Previous studies have reported that Se supplementation of ewes during pregnancy improves lamb growth in the first 2 wk (Abd Elghany et al., 2008), 4 wk (Gabryszuk and Klewiec, 2002), 6 wk (Muñoz et al., 2009), and at 60 d (Koyuncu and Yerlikaya, 2007). Similar to our study, Muñoz et al. (2008) reported reduced perinatal lamb mortality, yet overall mortality from birth to weaning was unaffected when dams were supplemented with Se. Muñoz et al. (2008) also reported heavier weaning weights at 16 wk in lambs from ewes receiving 0.5 mg Se/d as Se-yeast from −14 to 90 d after mating. Kott et al. (1983) reported improved preweaning lamb survival in ewes receiving monthly injections of 4 mg Se as Na-selenite during mating and pregnancy. It is well known that Se supplementation of Se-deficient lambs results in significant BW gain responses (Grace and Knowles, 2002; Rooke et al., 2004). We have no explanation why the lower level of Se supplementation had no beneficial effect, compared with Se depletion. One potential reason could be that animals in the Se depletion group were not Se deficient. We did not observe any overt clinical signs of Se deficiency in ewes or their progeny. Another possibility is that the lower level of Se supplementation was not adequate to see beneficial effects.

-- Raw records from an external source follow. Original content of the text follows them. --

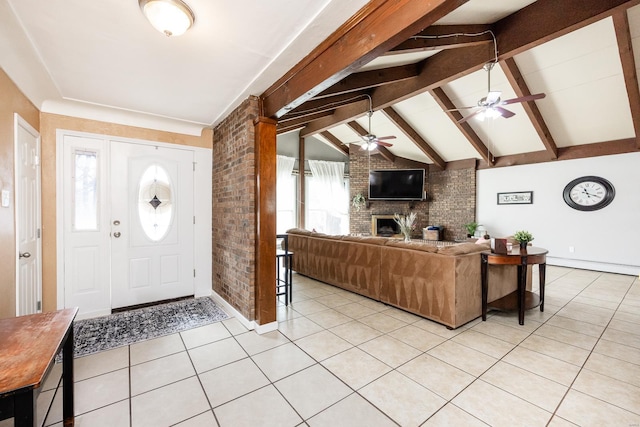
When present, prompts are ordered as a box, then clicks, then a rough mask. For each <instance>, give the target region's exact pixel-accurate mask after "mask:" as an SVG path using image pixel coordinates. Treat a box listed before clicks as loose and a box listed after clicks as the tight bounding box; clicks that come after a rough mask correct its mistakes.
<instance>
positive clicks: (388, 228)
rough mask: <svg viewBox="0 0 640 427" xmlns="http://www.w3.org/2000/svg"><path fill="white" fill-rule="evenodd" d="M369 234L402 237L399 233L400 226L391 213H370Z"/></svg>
mask: <svg viewBox="0 0 640 427" xmlns="http://www.w3.org/2000/svg"><path fill="white" fill-rule="evenodd" d="M387 230H388V232H387ZM371 235H372V236H384V237H403V236H402V233H400V226H399V225H398V224H397V223H396V222H395V220H394V219H393V215H371Z"/></svg>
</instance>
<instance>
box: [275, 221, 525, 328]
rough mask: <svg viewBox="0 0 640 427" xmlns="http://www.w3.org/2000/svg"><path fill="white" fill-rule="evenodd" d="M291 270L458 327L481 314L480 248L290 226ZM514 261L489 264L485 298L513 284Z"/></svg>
mask: <svg viewBox="0 0 640 427" xmlns="http://www.w3.org/2000/svg"><path fill="white" fill-rule="evenodd" d="M287 233H288V234H289V250H291V251H292V252H293V253H294V256H293V270H294V271H296V272H297V273H299V274H303V275H305V276H309V277H311V278H314V279H317V280H320V281H322V282H325V283H328V284H331V285H334V286H338V287H340V288H342V289H345V290H348V291H351V292H355V293H358V294H360V295H364V296H366V297H369V298H372V299H374V300H376V301H381V302H383V303H385V304H389V305H393V306H395V307H398V308H401V309H403V310H406V311H409V312H411V313H414V314H417V315H420V316H423V317H426V318H427V319H431V320H433V321H435V322H438V323H441V324H443V325H445V326H447V327H449V328H457V327H459V326H461V325H464V324H465V323H467V322H469V321H471V320H473V319H476V318H477V317H479V316H480V315H481V314H482V302H481V286H480V252H481V251H483V250H487V249H488V248H489V247H488V245H480V244H475V243H460V244H456V245H453V246H443V247H437V246H434V245H430V244H427V243H422V242H404V241H402V240H397V239H390V238H385V237H354V236H329V235H325V234H321V233H313V232H310V231H307V230H302V229H291V230H289V231H288V232H287ZM516 277H517V267H516V266H489V295H488V300H489V302H491V301H493V300H495V299H498V298H500V297H502V296H504V295H506V294H508V293H510V292H512V291H514V290H515V289H516Z"/></svg>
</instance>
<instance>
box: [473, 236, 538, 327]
mask: <svg viewBox="0 0 640 427" xmlns="http://www.w3.org/2000/svg"><path fill="white" fill-rule="evenodd" d="M548 252H549V251H548V250H546V249H542V248H536V247H534V246H528V247H527V249H526V250H521V249H520V248H518V247H514V248H513V250H511V251H510V252H508V253H506V254H497V253H493V252H491V251H484V252H481V253H480V259H481V262H482V264H481V271H482V320H487V307H488V306H489V304H487V295H488V293H489V284H488V283H487V282H488V280H487V266H488V265H517V266H518V287H517V289H516V290H515V291H514V292H512V293H510V294H508V295H505V296H504V297H502V298H499V299H497V300H495V301H492V302H491V304H490V308H493V309H496V310H501V311H511V310H514V309H516V308H517V310H518V323H520V324H521V325H524V312H525V310H528V309H530V308H534V307H537V306H540V311H544V282H545V271H546V265H547V264H546V263H547V253H548ZM535 264H538V271H539V276H540V295H537V294H535V293H533V292H529V291H527V290H526V289H525V288H526V285H527V267H528V266H529V265H535Z"/></svg>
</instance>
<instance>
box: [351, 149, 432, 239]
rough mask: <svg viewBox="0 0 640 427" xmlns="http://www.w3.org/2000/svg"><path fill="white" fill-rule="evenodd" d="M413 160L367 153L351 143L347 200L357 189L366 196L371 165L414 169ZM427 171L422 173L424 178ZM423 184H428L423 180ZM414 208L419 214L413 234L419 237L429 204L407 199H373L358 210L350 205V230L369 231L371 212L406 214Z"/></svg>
mask: <svg viewBox="0 0 640 427" xmlns="http://www.w3.org/2000/svg"><path fill="white" fill-rule="evenodd" d="M413 168H415V164H413V163H408V162H407V163H403V162H402V160H398V161H397V162H396V163H391V162H389V161H388V160H386V159H384V158H383V157H382V156H380V155H378V154H374V155H371V157H370V158H369V155H368V153H367V152H366V151H362V150H360V148H359V147H357V146H355V145H352V146H351V148H350V150H349V187H350V188H349V190H350V200H351V199H353V196H355V195H356V194H358V193H362V194H363V195H364V197H365V198H367V199H368V197H369V170H374V169H413ZM426 180H427V175H426V174H425V181H426ZM425 188H428V186H427V182H425ZM411 212H416V213H417V214H418V218H417V220H416V225H417V226H416V231H415V236H414V237H416V238H421V237H422V231H421V230H422V228H423V227H425V226H427V225H428V221H429V204H428V203H427V202H416V201H413V202H409V201H384V200H374V201H372V202H370V203H369V207H368V208H367V209H362V210H360V211H359V212H358V211H356V210H355V209H353V206H350V218H349V233H351V234H363V235H369V234H371V215H393V214H394V213H398V214H401V215H403V214H404V215H407V214H409V213H411Z"/></svg>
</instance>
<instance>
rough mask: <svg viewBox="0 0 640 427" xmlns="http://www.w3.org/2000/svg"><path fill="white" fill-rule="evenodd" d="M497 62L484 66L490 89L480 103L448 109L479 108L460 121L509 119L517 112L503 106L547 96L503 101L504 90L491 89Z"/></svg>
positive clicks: (521, 97) (493, 62)
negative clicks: (491, 77)
mask: <svg viewBox="0 0 640 427" xmlns="http://www.w3.org/2000/svg"><path fill="white" fill-rule="evenodd" d="M495 64H496V62H487V63H486V64H484V66H483V67H482V68H483V69H484V70H485V71H486V72H487V86H488V90H487V96H485V97H484V98H482V99H480V100H479V101H478V105H474V106H472V107H460V108H456V109H454V110H448V111H458V110H466V109H471V108H477V110H476V111H474V112H473V113H471V114H469V115H468V116H466V117H463V118H462V119H460V120H458V123H464V122H466V121H468V120H469V119H471V118H473V117H479V118H480V119H482V120H483V119H484V118H496V117H504V118H505V119H508V118H509V117H513V116H515V115H516V113H514V112H512V111H509V110H507V109H506V108H503V107H502V106H503V105H509V104H516V103H519V102H528V101H534V100H536V99H542V98H544V97H545V96H546V95H545V94H544V93H536V94H534V95H527V96H521V97H518V98H511V99H506V100H504V101H503V100H502V99H501V98H500V95H502V92H500V91H492V90H491V69H492V68H493V67H494V65H495Z"/></svg>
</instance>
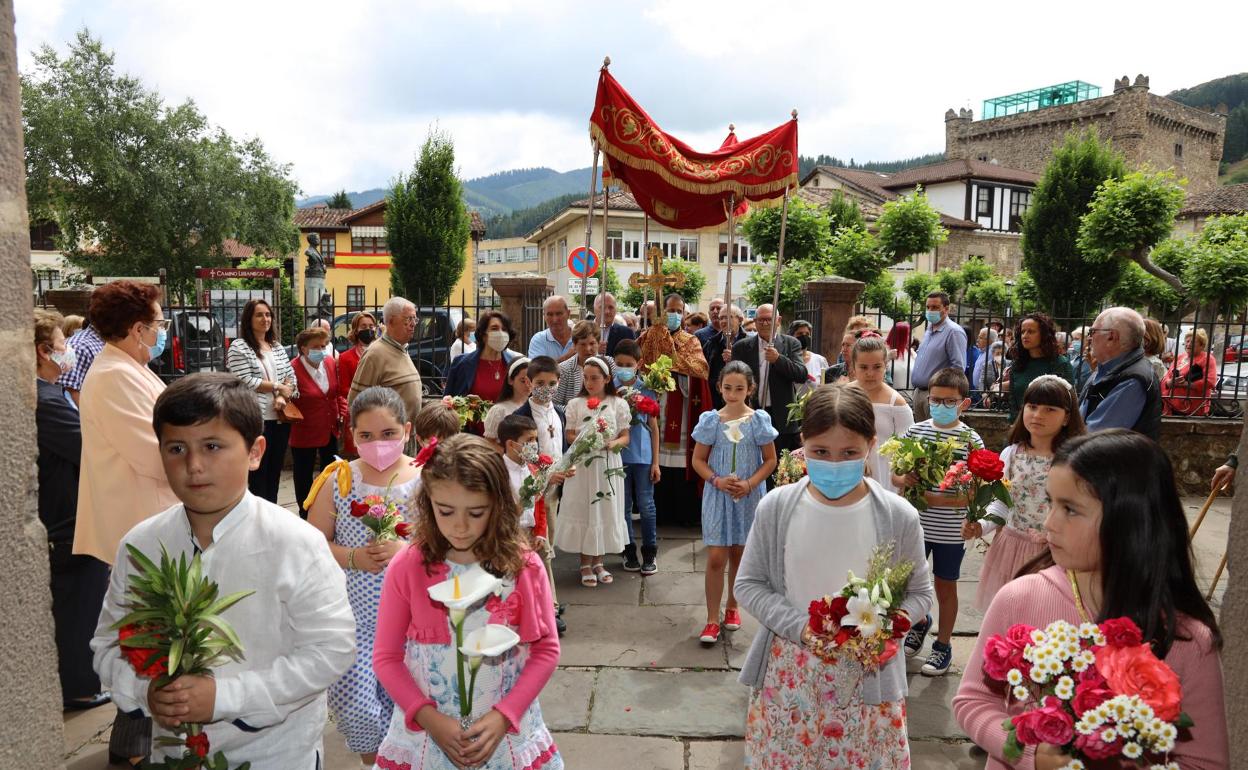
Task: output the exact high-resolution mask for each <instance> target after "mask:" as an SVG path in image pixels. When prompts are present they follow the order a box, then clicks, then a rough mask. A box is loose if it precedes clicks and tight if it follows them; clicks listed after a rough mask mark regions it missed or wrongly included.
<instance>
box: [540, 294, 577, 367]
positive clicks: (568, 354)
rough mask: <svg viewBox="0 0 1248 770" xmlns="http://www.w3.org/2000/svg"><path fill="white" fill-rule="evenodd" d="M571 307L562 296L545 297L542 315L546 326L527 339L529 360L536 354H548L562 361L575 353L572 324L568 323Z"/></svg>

In summary, supranutritional Se supplementation with Se-yeast at 24.5 mg Se/wk compared with the maximum FDA-allowed levels of 4.9 mg Se/wk resulted in increased BW of weaned lambs and improved overall health of ewes and lambs in a region with Se-deficient soils. Supranutritional Se supplementation of pregnant ewes with Se-yeast may be an effective management strategy for meeting the Se requirements of growing lambs, especially when providing Se supplementation to lambs is a complicated endeavor.